This study addresses the challenge of accurately predicting the effectiveness of synthetic image datasets on real-world vision tasks without retraining downstream models. The authors propose SADGE, a novel scoring method that systematically demonstrates—through extensive validation—that neither appearance nor geometric similarity alone suffices to predict transfer performance. Instead, SADGE innovatively models their nonlinear synergistic interaction via a constrained bilinear fusion mechanism. Appearance similarity is computed using DINOv3, while geometric consistency is assessed with MASt3R. Evaluated across five benchmarks and 15 dataset variants (comprising 79,000 image pairs), SADGE achieves Pearson correlation r = 0.88 and Spearman correlation ρ = 0.77 on object detection, semantic segmentation, and pose estimation tasks, significantly outperforming single-dimension baselines.

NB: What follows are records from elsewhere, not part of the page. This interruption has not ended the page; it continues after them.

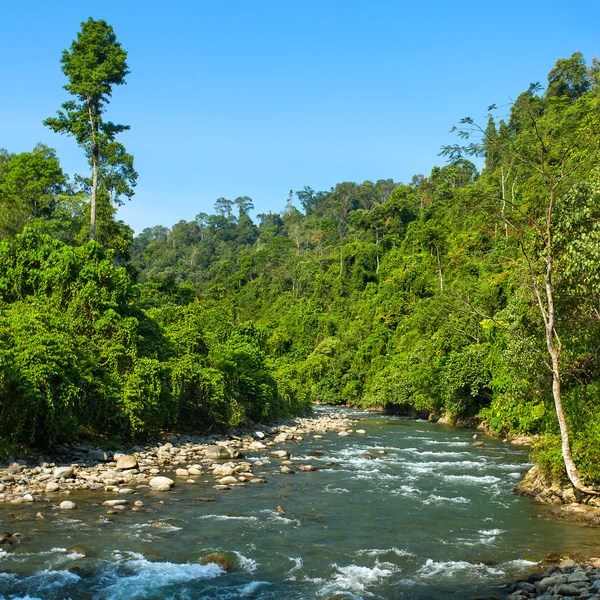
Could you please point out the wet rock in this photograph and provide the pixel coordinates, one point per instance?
(98, 455)
(217, 452)
(66, 472)
(126, 461)
(284, 454)
(113, 503)
(161, 484)
(218, 558)
(565, 589)
(228, 480)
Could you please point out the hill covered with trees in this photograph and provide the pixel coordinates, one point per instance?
(468, 294)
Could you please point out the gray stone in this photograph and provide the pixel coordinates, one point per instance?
(65, 472)
(161, 484)
(118, 502)
(565, 589)
(280, 454)
(228, 480)
(98, 455)
(126, 461)
(217, 452)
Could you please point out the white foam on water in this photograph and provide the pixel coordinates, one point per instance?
(472, 478)
(376, 552)
(145, 575)
(406, 490)
(246, 564)
(331, 490)
(298, 565)
(435, 499)
(451, 568)
(356, 579)
(227, 518)
(448, 443)
(281, 519)
(491, 532)
(252, 587)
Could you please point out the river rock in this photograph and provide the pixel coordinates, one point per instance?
(126, 461)
(161, 484)
(257, 446)
(98, 455)
(113, 503)
(228, 480)
(66, 472)
(284, 454)
(218, 558)
(217, 452)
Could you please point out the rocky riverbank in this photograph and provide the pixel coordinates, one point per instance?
(561, 578)
(185, 459)
(564, 503)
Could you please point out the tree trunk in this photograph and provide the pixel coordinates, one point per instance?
(93, 197)
(549, 321)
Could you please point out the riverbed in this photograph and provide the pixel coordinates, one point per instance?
(409, 509)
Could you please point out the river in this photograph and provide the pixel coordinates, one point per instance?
(426, 516)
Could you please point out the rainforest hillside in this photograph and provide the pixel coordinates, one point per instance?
(469, 293)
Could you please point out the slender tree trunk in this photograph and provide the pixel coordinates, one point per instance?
(548, 315)
(95, 164)
(94, 190)
(439, 265)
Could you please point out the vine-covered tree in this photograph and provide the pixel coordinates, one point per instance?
(94, 64)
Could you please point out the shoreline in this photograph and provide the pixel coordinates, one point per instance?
(122, 477)
(51, 478)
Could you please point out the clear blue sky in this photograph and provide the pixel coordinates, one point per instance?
(256, 98)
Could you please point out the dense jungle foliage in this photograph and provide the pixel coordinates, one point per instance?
(421, 296)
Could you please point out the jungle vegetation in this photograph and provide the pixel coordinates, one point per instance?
(468, 293)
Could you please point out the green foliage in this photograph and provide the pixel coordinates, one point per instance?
(414, 296)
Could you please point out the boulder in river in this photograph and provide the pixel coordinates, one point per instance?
(218, 558)
(126, 461)
(217, 452)
(161, 484)
(66, 472)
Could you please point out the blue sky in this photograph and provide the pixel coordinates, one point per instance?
(256, 98)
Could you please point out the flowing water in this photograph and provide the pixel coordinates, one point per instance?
(432, 517)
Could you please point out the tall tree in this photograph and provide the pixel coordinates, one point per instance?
(553, 145)
(94, 64)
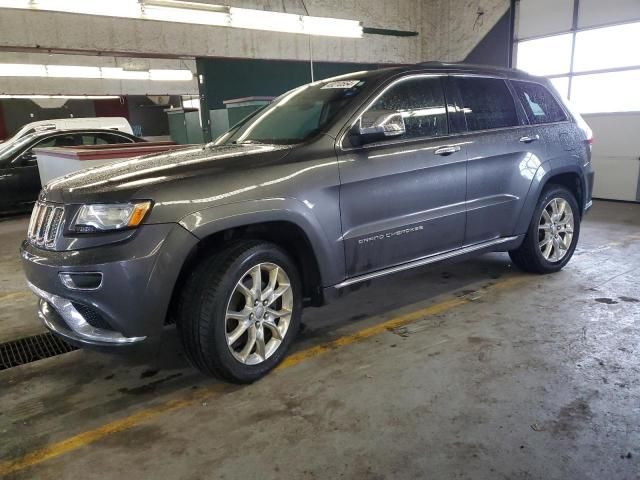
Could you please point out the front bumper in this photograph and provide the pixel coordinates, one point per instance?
(62, 317)
(129, 306)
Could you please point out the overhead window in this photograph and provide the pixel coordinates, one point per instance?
(421, 103)
(607, 92)
(606, 63)
(538, 103)
(545, 56)
(561, 84)
(607, 48)
(487, 103)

We propose SADGE, a quantitative similarity metric that predicts the performance of synthetic image datasets for common computer vision tasks without downstream model training. Estimating whether a synthetic dataset will lead to a model that performs well on real-world data remains a bottleneck in model development. Existing evaluation metrics (e.g., PSNR, FID, CLIP) primarily measure semantic alignment between real and synthetic images (Appearance Similarity Score). Less commonly, structural similarity between images is considered to assess the domain gap (Geometric Similarity Score). However, to the best of our knowledge there exists no studies that evaluate which similarity metric is the best downstream predictor for a given synthetic dataset. In this paper, we show over a wide variety of different synthetic datasets and downstream tasks that neither appearance nor geometry alone can reliably predict downstream performance; rather, it is their non-linear interplay that dictates synthetic data utility. Specifically, we measure how commonly used Appearance and Geometric Similarity metrics computed between synthetic and real images correlate with downstream performance in object detection, semantic segmentation, and pose estimation. Across five public synthetic-to-real benchmark families and 15 dataset-level variants (79k image pairs), SADGE achieves the strongest association with downstream transfer performance under both linear and rank-based criteria, reaching Pearson r=0.88 and Spearman rho=0.77. We compute for each combination of geometry-based methods and appearance-based approaches SADGE scores across all benchmark families. The best configuration is obtained by fusing DINOv3 appearance similarity with MASt3R geometric consistency through a constrained bilinear interaction, outperforming both the strongest geometry-only baseline and the strongest appearance-only baseline .